Eva Aeppli (2 May 1925 – 4 May 2015) was a Swiss artist.

Personal life
Born on 2 May 1925 in  Zofingen, Switzerland, Aeppli spent her childhood in Basel where she attended the School of Decorative Arts.  Her father was a Waldorf educator and child development author, Willi Aeppli, who worked with Rudolf Steiner.

She moved to France in 1952 with her second husband, the sculptor Jean Tinguely. Subsequently, she began her artistic career as a painter in Paris.
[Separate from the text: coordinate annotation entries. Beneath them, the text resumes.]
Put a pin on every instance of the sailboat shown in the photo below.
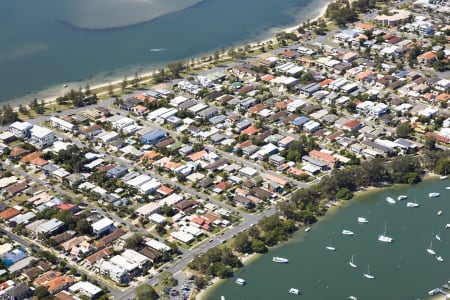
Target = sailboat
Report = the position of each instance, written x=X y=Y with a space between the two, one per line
x=331 y=248
x=368 y=275
x=351 y=263
x=384 y=238
x=430 y=250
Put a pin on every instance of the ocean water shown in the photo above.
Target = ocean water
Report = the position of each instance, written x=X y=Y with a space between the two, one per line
x=45 y=44
x=403 y=269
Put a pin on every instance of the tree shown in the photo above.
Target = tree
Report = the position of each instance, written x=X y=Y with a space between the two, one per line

From 1954 to 1960 Aeppli and Tinguely shared a living and working space, at the Impasse Ronsin, opposite Constantin Brâncuși's which had been there since 1916. They belonged to the Parisian avantgarde with other artists Daniel Spoerri, Yves Klein and Niki de Saint-Phalle.  Eva Aeppli became interested in sculpting figurines in textile and in bronze.

In 1975, she discovered astrology thanks to Jacques Berthon and the painter Eric Leraille. Fifteen years later, she decided to combat poverty, oppression and ignorance by creating the Myrrahkir Foundation.  Aeppli lived until the age of 90. Aeppli died on 4 May 2015 in Honfleur, France.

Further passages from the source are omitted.